Cyber security has been a hot topic of discussion for businesses in the last few years, thanks to infamous data breaches like the incident with Target in 2014 or Experian in 2017. One of the biggest questions on everyone's mind is how to defend against cyber crime in general, and especially data breaches.
Many companies - large and small - are looking to cyber security software to keep them safe and minimize risk. This is a good idea, but statistics show that both the amount of data stored in the cloud and the number of cyber crimes committed are rising. Unfortunately, cyber criminals are wise to the measures businesses and individuals are taking. Businesses, especially smaller ones, should consider the benefits of cyber liability insurance as part of a backup plan in the event that their security measures fail.
What is cyber liability insurance?
Cyber liability insurance is a specific type of insurance policy that is meant to protect businesses and individuals from internet-based risks, such as data breaches or cyber crimes.
Generally speaking, there are two levels of coverage under these policies. The first is first-party coverage, which covers the direct losses a person or an organization suffers. The second is third-party, which takes care of legal actions or claims brought against the company by its partners or customers.
This sub-category of insurance may also be referred to as cyber insurance or cyber risk insurance.
How it benefits small businesses to have cyber liability insurance
With all of the incidents in the news in the last few years related to large businesses, small business owners may feel like they are less of a target for data breaches or cyber crimes, but this is not necessarily true.
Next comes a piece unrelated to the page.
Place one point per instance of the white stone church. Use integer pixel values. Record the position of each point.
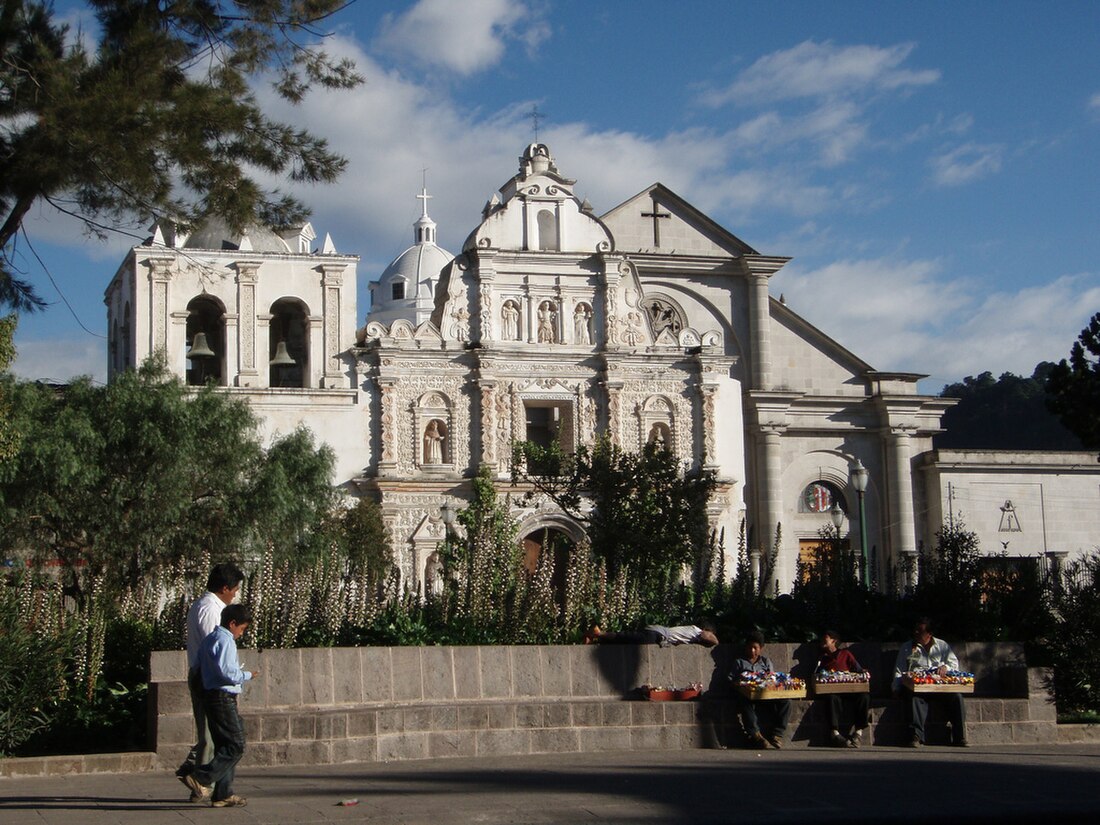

Verizon's 2018 Data Breach Investigation Report actually shows 58% of the victims in incidents reported to them in 2017 were small business owners.
That is more than half of the cases reported to Verizon. Clearly, there is a need. But how does cyber insurance benefit small businesses?
1) It acts as a second line of defense.
In the age of the internet, no business should be without a cyber security system in place. Clients and customers entrust their private information, including credit card and bank account information, to the businesses they work with. Once they give it out, they expect their business partners to protect that information as if it were their own.
No system is perfect, however. Cyber liability insurance can act as a second line of defense if cyber security is breached by allowing business owners to offer remedies once it has occurred.
2) Your business will not get wiped out.
As many businesses who have fallen victim can tell you, it gets expensive to deal with the fallout from these incidents. Potential costs include:
- Fines imposed on your business or claims filed against it
- Lost business on days you are closed down to investigate what happened and the extend of the damages
- Lost sales due to the damage to your business's reputation
- Installing new security systems or updating the systems already in place
- Goodwill gestures like free credit monitoring for a certain period of time for customers and extra discounts and service promotions
For small businesses, it can be a fatal blow. In 2016, Small Business Trends reported that 60% of all small businesses that are on the receiving end of a cyber crime or data breach go out of business within six months of the incident occurring. No one wants it to be them, but it happens.
While having an insurance policy will not prevent events like these, you can focus on figuring out what happened and how to make things right with your customers and business partners.